PART III
The Night

The precisely planned American airborne operation was designed to support the troops landing on Utah Beach. The 101st Airborne Division was to seize the raised causeways leading inland from the coast, while the experienced 505th Parachute Infantry Regiment – part of the 82nd Airborne Division – was to spearhead the attack on Sainte-Mère-Église.

However, Allied strategists knew it would not take much for their exact plans to go seriously awry. If so, improvisation alone would save the day.
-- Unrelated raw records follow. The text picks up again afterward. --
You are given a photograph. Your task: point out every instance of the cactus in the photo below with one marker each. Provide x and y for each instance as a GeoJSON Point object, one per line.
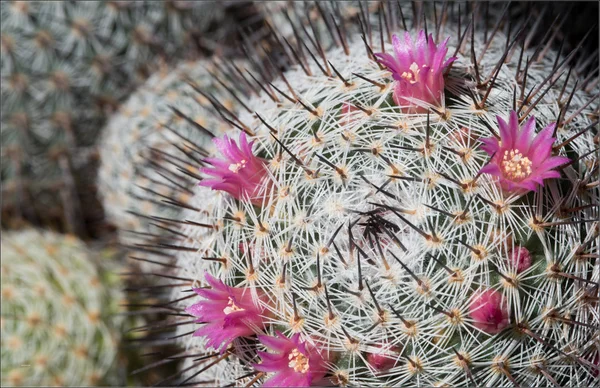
{"type": "Point", "coordinates": [418, 213]}
{"type": "Point", "coordinates": [147, 130]}
{"type": "Point", "coordinates": [58, 312]}
{"type": "Point", "coordinates": [65, 66]}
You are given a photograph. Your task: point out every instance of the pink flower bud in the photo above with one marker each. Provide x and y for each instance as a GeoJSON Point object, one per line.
{"type": "Point", "coordinates": [295, 363]}
{"type": "Point", "coordinates": [237, 171]}
{"type": "Point", "coordinates": [418, 71]}
{"type": "Point", "coordinates": [488, 311]}
{"type": "Point", "coordinates": [227, 313]}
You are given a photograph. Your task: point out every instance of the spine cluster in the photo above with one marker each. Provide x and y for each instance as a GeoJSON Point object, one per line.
{"type": "Point", "coordinates": [59, 313]}
{"type": "Point", "coordinates": [401, 209]}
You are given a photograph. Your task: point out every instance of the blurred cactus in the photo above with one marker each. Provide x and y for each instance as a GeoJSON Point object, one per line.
{"type": "Point", "coordinates": [59, 304]}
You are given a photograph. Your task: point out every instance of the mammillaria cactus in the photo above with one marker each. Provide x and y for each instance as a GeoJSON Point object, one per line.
{"type": "Point", "coordinates": [59, 323]}
{"type": "Point", "coordinates": [395, 239]}
{"type": "Point", "coordinates": [65, 66]}
{"type": "Point", "coordinates": [147, 130]}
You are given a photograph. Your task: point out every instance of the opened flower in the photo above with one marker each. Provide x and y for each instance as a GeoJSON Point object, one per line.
{"type": "Point", "coordinates": [521, 161]}
{"type": "Point", "coordinates": [294, 362]}
{"type": "Point", "coordinates": [488, 311]}
{"type": "Point", "coordinates": [418, 70]}
{"type": "Point", "coordinates": [520, 259]}
{"type": "Point", "coordinates": [238, 171]}
{"type": "Point", "coordinates": [227, 312]}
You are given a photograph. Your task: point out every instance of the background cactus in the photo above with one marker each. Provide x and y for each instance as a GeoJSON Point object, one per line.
{"type": "Point", "coordinates": [65, 66]}
{"type": "Point", "coordinates": [376, 236]}
{"type": "Point", "coordinates": [149, 130]}
{"type": "Point", "coordinates": [59, 305]}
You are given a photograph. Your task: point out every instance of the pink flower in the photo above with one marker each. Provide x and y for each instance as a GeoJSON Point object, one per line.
{"type": "Point", "coordinates": [418, 70]}
{"type": "Point", "coordinates": [383, 359]}
{"type": "Point", "coordinates": [238, 171]}
{"type": "Point", "coordinates": [228, 313]}
{"type": "Point", "coordinates": [346, 111]}
{"type": "Point", "coordinates": [295, 363]}
{"type": "Point", "coordinates": [488, 311]}
{"type": "Point", "coordinates": [521, 161]}
{"type": "Point", "coordinates": [520, 258]}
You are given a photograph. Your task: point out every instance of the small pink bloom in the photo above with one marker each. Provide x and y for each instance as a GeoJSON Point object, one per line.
{"type": "Point", "coordinates": [521, 161]}
{"type": "Point", "coordinates": [383, 359]}
{"type": "Point", "coordinates": [227, 312]}
{"type": "Point", "coordinates": [488, 311]}
{"type": "Point", "coordinates": [294, 362]}
{"type": "Point", "coordinates": [237, 171]}
{"type": "Point", "coordinates": [520, 258]}
{"type": "Point", "coordinates": [418, 70]}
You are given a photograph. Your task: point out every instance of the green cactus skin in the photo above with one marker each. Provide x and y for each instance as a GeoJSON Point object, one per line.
{"type": "Point", "coordinates": [376, 229]}
{"type": "Point", "coordinates": [146, 131]}
{"type": "Point", "coordinates": [59, 323]}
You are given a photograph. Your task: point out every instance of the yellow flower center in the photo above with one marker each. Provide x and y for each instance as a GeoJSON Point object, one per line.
{"type": "Point", "coordinates": [235, 167]}
{"type": "Point", "coordinates": [231, 308]}
{"type": "Point", "coordinates": [412, 76]}
{"type": "Point", "coordinates": [515, 165]}
{"type": "Point", "coordinates": [298, 361]}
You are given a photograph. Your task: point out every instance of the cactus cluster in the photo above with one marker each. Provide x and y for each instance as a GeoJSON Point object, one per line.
{"type": "Point", "coordinates": [164, 120]}
{"type": "Point", "coordinates": [65, 66]}
{"type": "Point", "coordinates": [402, 210]}
{"type": "Point", "coordinates": [59, 313]}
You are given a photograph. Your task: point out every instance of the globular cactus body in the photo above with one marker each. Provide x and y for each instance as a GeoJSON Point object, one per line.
{"type": "Point", "coordinates": [405, 230]}
{"type": "Point", "coordinates": [59, 322]}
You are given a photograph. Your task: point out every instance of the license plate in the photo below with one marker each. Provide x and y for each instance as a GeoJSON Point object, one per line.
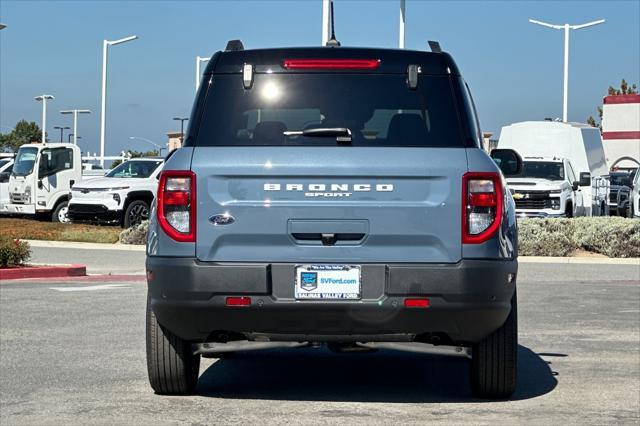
{"type": "Point", "coordinates": [328, 282]}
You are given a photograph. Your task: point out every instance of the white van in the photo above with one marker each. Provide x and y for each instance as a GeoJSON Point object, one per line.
{"type": "Point", "coordinates": [580, 143]}
{"type": "Point", "coordinates": [41, 178]}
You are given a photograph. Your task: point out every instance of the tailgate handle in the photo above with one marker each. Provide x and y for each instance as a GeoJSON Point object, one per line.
{"type": "Point", "coordinates": [327, 239]}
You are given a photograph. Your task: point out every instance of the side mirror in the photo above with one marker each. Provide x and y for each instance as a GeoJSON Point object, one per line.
{"type": "Point", "coordinates": [508, 160]}
{"type": "Point", "coordinates": [585, 179]}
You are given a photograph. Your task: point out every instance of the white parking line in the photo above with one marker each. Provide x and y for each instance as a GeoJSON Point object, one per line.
{"type": "Point", "coordinates": [91, 287]}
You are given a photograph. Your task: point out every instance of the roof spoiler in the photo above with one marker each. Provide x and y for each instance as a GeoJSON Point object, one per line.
{"type": "Point", "coordinates": [434, 46]}
{"type": "Point", "coordinates": [234, 45]}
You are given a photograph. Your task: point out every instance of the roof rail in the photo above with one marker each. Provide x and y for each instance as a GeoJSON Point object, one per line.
{"type": "Point", "coordinates": [435, 46]}
{"type": "Point", "coordinates": [234, 45]}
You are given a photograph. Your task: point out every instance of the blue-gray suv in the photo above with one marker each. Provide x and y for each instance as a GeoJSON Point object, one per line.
{"type": "Point", "coordinates": [333, 196]}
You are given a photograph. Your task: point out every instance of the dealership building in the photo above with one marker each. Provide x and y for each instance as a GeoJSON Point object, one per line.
{"type": "Point", "coordinates": [621, 131]}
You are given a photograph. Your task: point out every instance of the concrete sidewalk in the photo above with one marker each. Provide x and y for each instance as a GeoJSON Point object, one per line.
{"type": "Point", "coordinates": [139, 248]}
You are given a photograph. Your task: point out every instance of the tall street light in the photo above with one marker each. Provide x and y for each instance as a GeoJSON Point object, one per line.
{"type": "Point", "coordinates": [160, 147]}
{"type": "Point", "coordinates": [326, 4]}
{"type": "Point", "coordinates": [199, 60]}
{"type": "Point", "coordinates": [181, 120]}
{"type": "Point", "coordinates": [103, 118]}
{"type": "Point", "coordinates": [566, 28]}
{"type": "Point", "coordinates": [44, 99]}
{"type": "Point", "coordinates": [62, 129]}
{"type": "Point", "coordinates": [75, 113]}
{"type": "Point", "coordinates": [402, 21]}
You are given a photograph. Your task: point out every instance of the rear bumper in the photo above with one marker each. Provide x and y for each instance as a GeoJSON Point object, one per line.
{"type": "Point", "coordinates": [468, 300]}
{"type": "Point", "coordinates": [84, 212]}
{"type": "Point", "coordinates": [540, 213]}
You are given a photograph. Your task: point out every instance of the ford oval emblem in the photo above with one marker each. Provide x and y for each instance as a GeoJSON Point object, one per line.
{"type": "Point", "coordinates": [222, 219]}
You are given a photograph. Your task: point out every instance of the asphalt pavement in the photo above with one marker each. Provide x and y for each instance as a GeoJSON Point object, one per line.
{"type": "Point", "coordinates": [74, 353]}
{"type": "Point", "coordinates": [97, 261]}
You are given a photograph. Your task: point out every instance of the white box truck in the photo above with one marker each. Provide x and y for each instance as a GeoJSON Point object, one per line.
{"type": "Point", "coordinates": [41, 178]}
{"type": "Point", "coordinates": [579, 143]}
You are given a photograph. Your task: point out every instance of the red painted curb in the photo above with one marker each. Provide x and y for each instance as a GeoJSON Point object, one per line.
{"type": "Point", "coordinates": [43, 272]}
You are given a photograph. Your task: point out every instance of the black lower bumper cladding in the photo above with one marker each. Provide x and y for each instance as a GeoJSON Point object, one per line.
{"type": "Point", "coordinates": [467, 301]}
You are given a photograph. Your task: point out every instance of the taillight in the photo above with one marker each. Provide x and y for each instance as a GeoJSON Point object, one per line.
{"type": "Point", "coordinates": [331, 64]}
{"type": "Point", "coordinates": [177, 204]}
{"type": "Point", "coordinates": [481, 206]}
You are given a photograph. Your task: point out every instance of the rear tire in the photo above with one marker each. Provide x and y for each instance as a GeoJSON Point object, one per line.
{"type": "Point", "coordinates": [494, 361]}
{"type": "Point", "coordinates": [137, 211]}
{"type": "Point", "coordinates": [173, 369]}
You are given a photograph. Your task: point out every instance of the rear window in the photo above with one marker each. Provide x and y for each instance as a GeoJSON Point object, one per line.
{"type": "Point", "coordinates": [379, 109]}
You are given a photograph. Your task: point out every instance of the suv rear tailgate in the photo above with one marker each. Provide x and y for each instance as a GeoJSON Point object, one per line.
{"type": "Point", "coordinates": [373, 204]}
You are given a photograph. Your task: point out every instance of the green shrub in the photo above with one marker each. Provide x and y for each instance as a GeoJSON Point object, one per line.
{"type": "Point", "coordinates": [136, 234]}
{"type": "Point", "coordinates": [610, 236]}
{"type": "Point", "coordinates": [13, 252]}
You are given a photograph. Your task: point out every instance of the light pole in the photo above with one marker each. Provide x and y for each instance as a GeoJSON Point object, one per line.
{"type": "Point", "coordinates": [326, 4]}
{"type": "Point", "coordinates": [566, 28]}
{"type": "Point", "coordinates": [160, 148]}
{"type": "Point", "coordinates": [103, 110]}
{"type": "Point", "coordinates": [199, 60]}
{"type": "Point", "coordinates": [181, 120]}
{"type": "Point", "coordinates": [62, 129]}
{"type": "Point", "coordinates": [402, 21]}
{"type": "Point", "coordinates": [75, 113]}
{"type": "Point", "coordinates": [44, 99]}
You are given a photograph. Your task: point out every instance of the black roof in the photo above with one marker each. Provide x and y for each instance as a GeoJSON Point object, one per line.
{"type": "Point", "coordinates": [392, 61]}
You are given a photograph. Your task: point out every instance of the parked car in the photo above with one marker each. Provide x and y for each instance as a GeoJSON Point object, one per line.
{"type": "Point", "coordinates": [547, 187]}
{"type": "Point", "coordinates": [620, 192]}
{"type": "Point", "coordinates": [124, 195]}
{"type": "Point", "coordinates": [579, 143]}
{"type": "Point", "coordinates": [41, 178]}
{"type": "Point", "coordinates": [339, 196]}
{"type": "Point", "coordinates": [6, 165]}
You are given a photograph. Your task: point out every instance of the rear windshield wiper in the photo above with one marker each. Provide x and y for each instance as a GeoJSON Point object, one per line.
{"type": "Point", "coordinates": [342, 134]}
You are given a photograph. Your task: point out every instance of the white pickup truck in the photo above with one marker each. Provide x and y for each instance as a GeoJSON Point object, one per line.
{"type": "Point", "coordinates": [124, 195]}
{"type": "Point", "coordinates": [41, 178]}
{"type": "Point", "coordinates": [547, 187]}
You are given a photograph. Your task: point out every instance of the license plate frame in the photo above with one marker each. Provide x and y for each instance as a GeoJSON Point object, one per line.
{"type": "Point", "coordinates": [332, 282]}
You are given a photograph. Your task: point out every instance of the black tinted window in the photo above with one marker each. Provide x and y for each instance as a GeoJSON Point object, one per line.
{"type": "Point", "coordinates": [379, 109]}
{"type": "Point", "coordinates": [543, 170]}
{"type": "Point", "coordinates": [55, 160]}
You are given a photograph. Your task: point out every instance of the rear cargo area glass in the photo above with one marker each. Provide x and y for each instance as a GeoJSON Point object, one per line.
{"type": "Point", "coordinates": [379, 109]}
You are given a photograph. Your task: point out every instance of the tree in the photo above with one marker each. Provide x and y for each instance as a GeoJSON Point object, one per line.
{"type": "Point", "coordinates": [137, 154]}
{"type": "Point", "coordinates": [624, 89]}
{"type": "Point", "coordinates": [23, 133]}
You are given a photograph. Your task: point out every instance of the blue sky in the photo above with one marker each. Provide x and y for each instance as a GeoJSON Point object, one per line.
{"type": "Point", "coordinates": [514, 68]}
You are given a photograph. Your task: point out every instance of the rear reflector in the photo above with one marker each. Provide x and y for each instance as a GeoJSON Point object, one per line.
{"type": "Point", "coordinates": [416, 303]}
{"type": "Point", "coordinates": [238, 301]}
{"type": "Point", "coordinates": [482, 200]}
{"type": "Point", "coordinates": [331, 64]}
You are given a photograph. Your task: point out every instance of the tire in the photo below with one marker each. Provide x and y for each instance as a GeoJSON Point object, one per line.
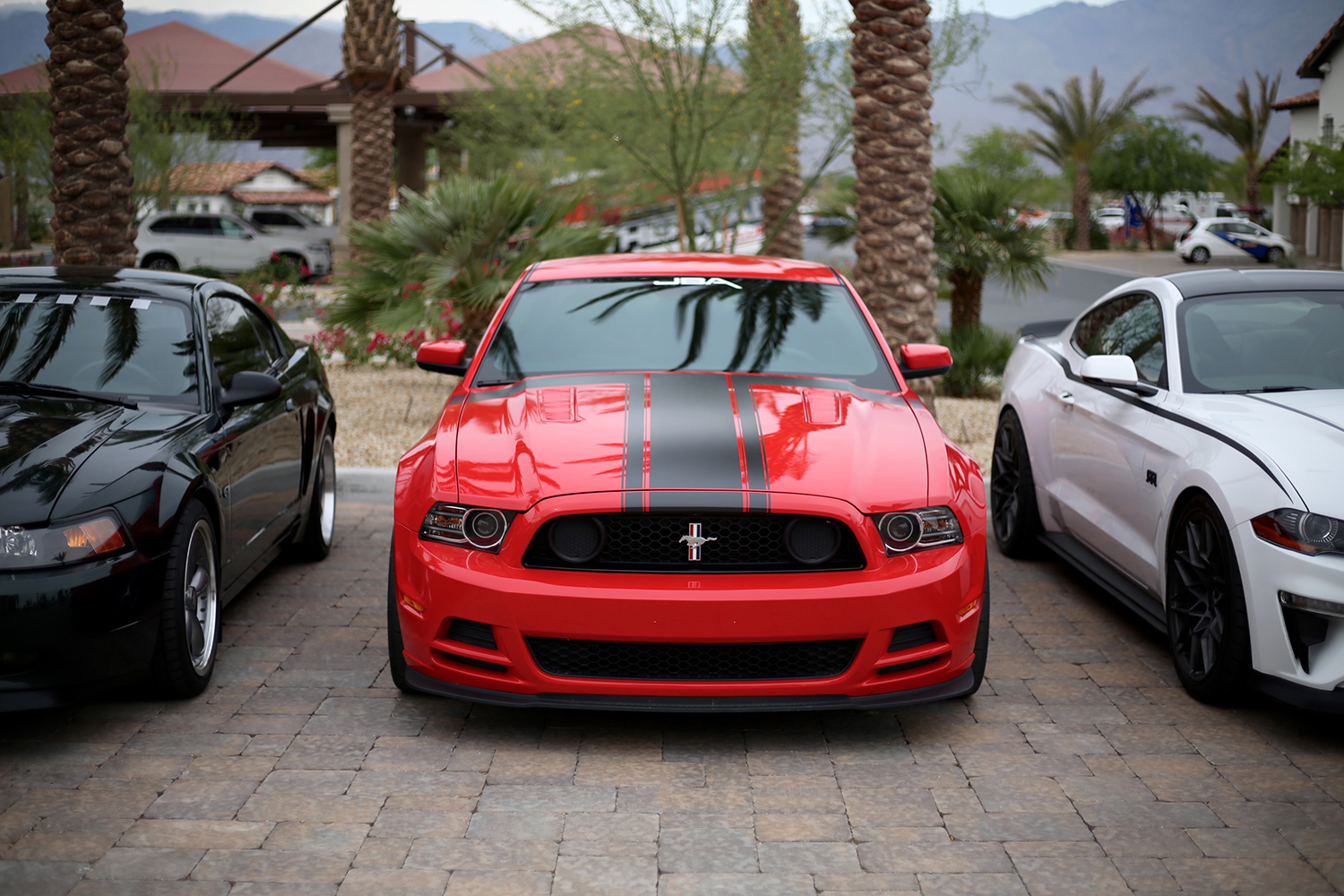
{"type": "Point", "coordinates": [978, 665]}
{"type": "Point", "coordinates": [1012, 490]}
{"type": "Point", "coordinates": [188, 613]}
{"type": "Point", "coordinates": [395, 659]}
{"type": "Point", "coordinates": [1206, 607]}
{"type": "Point", "coordinates": [322, 511]}
{"type": "Point", "coordinates": [160, 263]}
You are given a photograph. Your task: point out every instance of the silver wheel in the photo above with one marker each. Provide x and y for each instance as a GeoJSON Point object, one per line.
{"type": "Point", "coordinates": [201, 597]}
{"type": "Point", "coordinates": [327, 498]}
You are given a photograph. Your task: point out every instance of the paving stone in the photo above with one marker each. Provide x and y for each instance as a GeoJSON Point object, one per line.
{"type": "Point", "coordinates": [808, 857]}
{"type": "Point", "coordinates": [720, 884]}
{"type": "Point", "coordinates": [707, 850]}
{"type": "Point", "coordinates": [363, 882]}
{"type": "Point", "coordinates": [145, 864]}
{"type": "Point", "coordinates": [499, 883]}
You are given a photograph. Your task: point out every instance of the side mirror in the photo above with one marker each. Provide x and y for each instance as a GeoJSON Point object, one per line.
{"type": "Point", "coordinates": [249, 387]}
{"type": "Point", "coordinates": [444, 357]}
{"type": "Point", "coordinates": [1115, 370]}
{"type": "Point", "coordinates": [922, 359]}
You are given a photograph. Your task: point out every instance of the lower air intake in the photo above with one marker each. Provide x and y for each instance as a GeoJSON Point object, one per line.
{"type": "Point", "coordinates": [693, 661]}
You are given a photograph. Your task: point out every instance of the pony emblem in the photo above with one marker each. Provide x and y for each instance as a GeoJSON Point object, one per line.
{"type": "Point", "coordinates": [694, 541]}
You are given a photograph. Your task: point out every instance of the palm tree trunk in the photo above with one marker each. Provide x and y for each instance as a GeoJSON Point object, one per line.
{"type": "Point", "coordinates": [371, 53]}
{"type": "Point", "coordinates": [892, 158]}
{"type": "Point", "coordinates": [22, 239]}
{"type": "Point", "coordinates": [90, 169]}
{"type": "Point", "coordinates": [1082, 199]}
{"type": "Point", "coordinates": [967, 289]}
{"type": "Point", "coordinates": [373, 139]}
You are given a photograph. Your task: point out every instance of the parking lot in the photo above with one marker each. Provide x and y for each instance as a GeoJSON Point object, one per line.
{"type": "Point", "coordinates": [1081, 767]}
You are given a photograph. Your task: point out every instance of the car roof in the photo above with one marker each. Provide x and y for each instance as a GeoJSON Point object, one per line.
{"type": "Point", "coordinates": [1225, 280]}
{"type": "Point", "coordinates": [112, 280]}
{"type": "Point", "coordinates": [683, 263]}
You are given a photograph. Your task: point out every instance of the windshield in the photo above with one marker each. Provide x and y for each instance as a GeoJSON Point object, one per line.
{"type": "Point", "coordinates": [109, 346]}
{"type": "Point", "coordinates": [1262, 341]}
{"type": "Point", "coordinates": [685, 324]}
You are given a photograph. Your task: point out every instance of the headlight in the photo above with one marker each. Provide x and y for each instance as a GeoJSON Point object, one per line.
{"type": "Point", "coordinates": [918, 530]}
{"type": "Point", "coordinates": [480, 528]}
{"type": "Point", "coordinates": [1301, 530]}
{"type": "Point", "coordinates": [23, 548]}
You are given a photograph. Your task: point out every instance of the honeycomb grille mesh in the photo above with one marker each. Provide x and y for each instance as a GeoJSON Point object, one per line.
{"type": "Point", "coordinates": [652, 541]}
{"type": "Point", "coordinates": [693, 661]}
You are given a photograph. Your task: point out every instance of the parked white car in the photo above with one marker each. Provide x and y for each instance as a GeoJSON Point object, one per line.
{"type": "Point", "coordinates": [1180, 444]}
{"type": "Point", "coordinates": [169, 241]}
{"type": "Point", "coordinates": [1231, 238]}
{"type": "Point", "coordinates": [290, 222]}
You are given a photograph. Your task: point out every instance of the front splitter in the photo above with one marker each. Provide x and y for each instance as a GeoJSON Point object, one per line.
{"type": "Point", "coordinates": [959, 686]}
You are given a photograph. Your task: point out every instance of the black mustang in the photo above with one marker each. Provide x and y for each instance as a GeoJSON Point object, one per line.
{"type": "Point", "coordinates": [161, 441]}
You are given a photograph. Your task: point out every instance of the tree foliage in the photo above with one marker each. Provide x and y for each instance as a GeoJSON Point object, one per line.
{"type": "Point", "coordinates": [1152, 160]}
{"type": "Point", "coordinates": [454, 249]}
{"type": "Point", "coordinates": [1245, 125]}
{"type": "Point", "coordinates": [976, 237]}
{"type": "Point", "coordinates": [1075, 124]}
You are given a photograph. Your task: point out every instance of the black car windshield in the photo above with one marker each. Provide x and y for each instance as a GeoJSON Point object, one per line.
{"type": "Point", "coordinates": [685, 324]}
{"type": "Point", "coordinates": [125, 347]}
{"type": "Point", "coordinates": [1262, 341]}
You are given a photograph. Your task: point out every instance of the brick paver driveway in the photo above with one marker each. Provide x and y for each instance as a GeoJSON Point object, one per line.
{"type": "Point", "coordinates": [1080, 769]}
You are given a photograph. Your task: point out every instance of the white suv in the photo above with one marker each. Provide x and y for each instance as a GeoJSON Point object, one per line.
{"type": "Point", "coordinates": [169, 241]}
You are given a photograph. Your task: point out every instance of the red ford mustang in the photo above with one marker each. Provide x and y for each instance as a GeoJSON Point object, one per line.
{"type": "Point", "coordinates": [687, 482]}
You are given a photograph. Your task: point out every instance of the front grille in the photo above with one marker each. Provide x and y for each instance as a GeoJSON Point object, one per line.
{"type": "Point", "coordinates": [652, 543]}
{"type": "Point", "coordinates": [693, 661]}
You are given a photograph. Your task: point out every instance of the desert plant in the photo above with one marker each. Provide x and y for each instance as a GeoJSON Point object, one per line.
{"type": "Point", "coordinates": [978, 358]}
{"type": "Point", "coordinates": [462, 242]}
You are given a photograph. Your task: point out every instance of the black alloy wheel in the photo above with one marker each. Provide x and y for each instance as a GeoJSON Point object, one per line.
{"type": "Point", "coordinates": [188, 610]}
{"type": "Point", "coordinates": [316, 543]}
{"type": "Point", "coordinates": [1206, 607]}
{"type": "Point", "coordinates": [1012, 490]}
{"type": "Point", "coordinates": [395, 659]}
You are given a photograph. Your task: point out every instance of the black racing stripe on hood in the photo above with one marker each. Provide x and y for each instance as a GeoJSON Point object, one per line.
{"type": "Point", "coordinates": [694, 435]}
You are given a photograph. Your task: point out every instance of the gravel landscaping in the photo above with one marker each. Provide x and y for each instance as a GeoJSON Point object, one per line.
{"type": "Point", "coordinates": [384, 410]}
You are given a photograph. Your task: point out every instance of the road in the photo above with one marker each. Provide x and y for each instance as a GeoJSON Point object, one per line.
{"type": "Point", "coordinates": [1080, 769]}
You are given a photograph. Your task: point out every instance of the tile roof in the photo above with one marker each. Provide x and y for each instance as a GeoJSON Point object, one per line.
{"type": "Point", "coordinates": [1311, 66]}
{"type": "Point", "coordinates": [1298, 101]}
{"type": "Point", "coordinates": [183, 58]}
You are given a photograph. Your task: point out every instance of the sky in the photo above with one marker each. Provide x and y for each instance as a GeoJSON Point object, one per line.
{"type": "Point", "coordinates": [505, 15]}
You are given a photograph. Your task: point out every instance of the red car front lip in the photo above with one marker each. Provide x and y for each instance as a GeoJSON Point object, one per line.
{"type": "Point", "coordinates": [448, 582]}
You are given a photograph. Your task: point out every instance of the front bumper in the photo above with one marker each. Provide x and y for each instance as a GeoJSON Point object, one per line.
{"type": "Point", "coordinates": [69, 632]}
{"type": "Point", "coordinates": [941, 586]}
{"type": "Point", "coordinates": [1266, 570]}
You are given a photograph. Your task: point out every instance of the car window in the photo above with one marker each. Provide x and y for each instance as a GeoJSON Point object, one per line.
{"type": "Point", "coordinates": [134, 347]}
{"type": "Point", "coordinates": [238, 339]}
{"type": "Point", "coordinates": [1126, 325]}
{"type": "Point", "coordinates": [231, 228]}
{"type": "Point", "coordinates": [734, 324]}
A key operation for British airborne forces was to silence the guns of Merville Battery, a huge gun emplacement situated close to Sword Beach. This formidable undertaking – assigned to the 9th Parachute Battalion – depended on a precision drop of men and weaponry.

German commanders were confused by the seemingly random nature of the airborne landings, a situation compounded by the cutting of communication wires. News of the aerial assault reached Hitler’s OKW (Supreme High Command) at 4 a.m.: it came with a request to release the two SS panzer divisions – which the sleeping Führer alone could grant.

French civilians were also taken by surprise by the nocturnal airborne landings. Many feared it was another hit-and-run raid, like the disastrous commando assault on Dieppe, but they nevertheless risked their lives by providing shelter and first aid to wounded paratroopers.

The fight for Sainte-Mère-Église was bloody and violent. The town was in American hands by dawn, when paratroopers felt safe enough to pause for a cigarette.